The practical implication: a prescriber choosing Ozempic for weight loss is extrapolating from strong semaglutide 2.4 mg data down to lower doses, with reasonable biological justification but without the direct trial evidence that Wegovy's label carries.

Dosing Considerations for Off-Label Weight Loss

The standard Ozempic titration for type 2 diabetes starts at 0.25 mg weekly for four weeks, then increases to 0.5 mg. Further escalation to 1.0 mg and then 2.0 mg depends on glycemic response and tolerability. Prescribers using Ozempic off-label for weight loss generally follow the same slow titration schedule, which reduces GI side effects.

A dose-response relationship exists for weight loss with semaglutide. Higher doses produce greater weight reduction, but with diminishing returns and increasing side-effect burden. Most clinicians titrating Ozempic for weight loss aim for 1.0 mg or 2.0 mg weekly as the maintenance dose, recognizing that even 2.0 mg falls below the 2.4 mg dose proven in STEP trials.

The Endocrine Society's 2015 clinical practice guideline on pharmacological management of obesity recommends considering medications approved for long-term weight management in adults with BMI of 30 or higher, or 27 or higher with complications [13]. The guideline does not address off-label dosing of diabetes-approved GLP-1 agonists for obesity, a gap that predates the STEP data.

Patients and prescribers should discuss the off-label nature of the prescription, the evidence supporting semaglutide at the specific dose being prescribed, realistic expectations for weight loss (5 to 10% at Ozempic doses versus 15% at the Wegovy dose), and the need for ongoing lifestyle modification to maintain results.

Weight Regain After Stopping Semaglutide

Weight regain is the defining challenge of pharmacological obesity treatment, and semaglutide is no exception. STEP-4 demonstrated that patients who discontinued semaglutide after 20 weeks regained approximately 11.6% of body weight over the following 48 weeks, while those continuing treatment lost an additional 7.9% [10].

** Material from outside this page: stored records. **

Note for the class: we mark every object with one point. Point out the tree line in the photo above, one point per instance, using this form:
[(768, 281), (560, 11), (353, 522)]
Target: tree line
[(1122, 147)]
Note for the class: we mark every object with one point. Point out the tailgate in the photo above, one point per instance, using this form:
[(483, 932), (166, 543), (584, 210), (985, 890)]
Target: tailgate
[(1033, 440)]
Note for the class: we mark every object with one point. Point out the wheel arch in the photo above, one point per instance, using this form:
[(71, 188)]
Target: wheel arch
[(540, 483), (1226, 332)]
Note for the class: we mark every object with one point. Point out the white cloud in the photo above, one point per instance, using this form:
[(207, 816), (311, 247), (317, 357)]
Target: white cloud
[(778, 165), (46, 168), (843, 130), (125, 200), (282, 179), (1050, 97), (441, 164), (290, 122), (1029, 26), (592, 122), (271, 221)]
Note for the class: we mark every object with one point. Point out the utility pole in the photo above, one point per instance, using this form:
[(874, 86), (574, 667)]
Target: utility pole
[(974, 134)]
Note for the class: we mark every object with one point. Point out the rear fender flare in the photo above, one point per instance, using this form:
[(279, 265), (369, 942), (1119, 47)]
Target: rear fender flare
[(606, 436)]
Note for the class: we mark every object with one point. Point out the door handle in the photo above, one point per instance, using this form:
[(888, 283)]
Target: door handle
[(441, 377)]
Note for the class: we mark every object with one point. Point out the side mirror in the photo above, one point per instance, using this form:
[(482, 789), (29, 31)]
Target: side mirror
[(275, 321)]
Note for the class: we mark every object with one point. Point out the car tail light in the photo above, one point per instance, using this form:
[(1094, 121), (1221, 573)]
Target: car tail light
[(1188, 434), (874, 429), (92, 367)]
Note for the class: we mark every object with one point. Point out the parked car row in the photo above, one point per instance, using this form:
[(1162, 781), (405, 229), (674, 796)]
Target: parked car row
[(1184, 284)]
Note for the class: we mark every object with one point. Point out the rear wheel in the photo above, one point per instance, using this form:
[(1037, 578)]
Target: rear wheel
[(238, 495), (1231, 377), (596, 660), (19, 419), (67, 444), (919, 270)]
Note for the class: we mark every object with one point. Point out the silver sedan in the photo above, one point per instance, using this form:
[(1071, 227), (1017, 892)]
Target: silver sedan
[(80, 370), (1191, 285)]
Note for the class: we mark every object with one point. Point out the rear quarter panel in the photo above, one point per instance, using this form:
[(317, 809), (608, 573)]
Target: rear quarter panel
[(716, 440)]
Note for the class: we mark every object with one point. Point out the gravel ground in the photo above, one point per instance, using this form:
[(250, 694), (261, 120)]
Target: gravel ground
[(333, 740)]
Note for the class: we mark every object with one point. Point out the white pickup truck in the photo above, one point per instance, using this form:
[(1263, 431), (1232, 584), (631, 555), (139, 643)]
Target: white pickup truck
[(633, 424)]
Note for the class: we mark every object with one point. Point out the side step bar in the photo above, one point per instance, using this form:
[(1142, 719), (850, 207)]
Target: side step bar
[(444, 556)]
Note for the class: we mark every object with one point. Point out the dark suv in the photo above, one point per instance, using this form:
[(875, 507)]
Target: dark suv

A one-year follow-up analysis of STEP-1 participants showed that one year after stopping semaglutide, participants had regained two-thirds of the weight they lost during the 68-week treatment period [6]. This pattern mirrors what has been observed with other anti-obesity medications and underscores that obesity is a chronic disease requiring sustained treatment.

For patients using off-label Ozempic, this has specific implications. A prescriber cannot guarantee long-term access to an off-label medication the same way they might for an on-label one. Insurance coverage can change, prior authorizations can be denied on renewal, and supply disruptions can interrupt treatment. Any of these scenarios may force an abrupt or involuntary discontinuation, triggering weight regain.

Current AGA guidelines recommend continuing anti-obesity pharmacotherapy long-term in patients who respond to treatment, provided the benefit-risk profile remains favorable [3]. Stopping semaglutide should involve a planned discussion about weight-regain risk and strategies to attenuate it, including caloric monitoring and structured physical activity.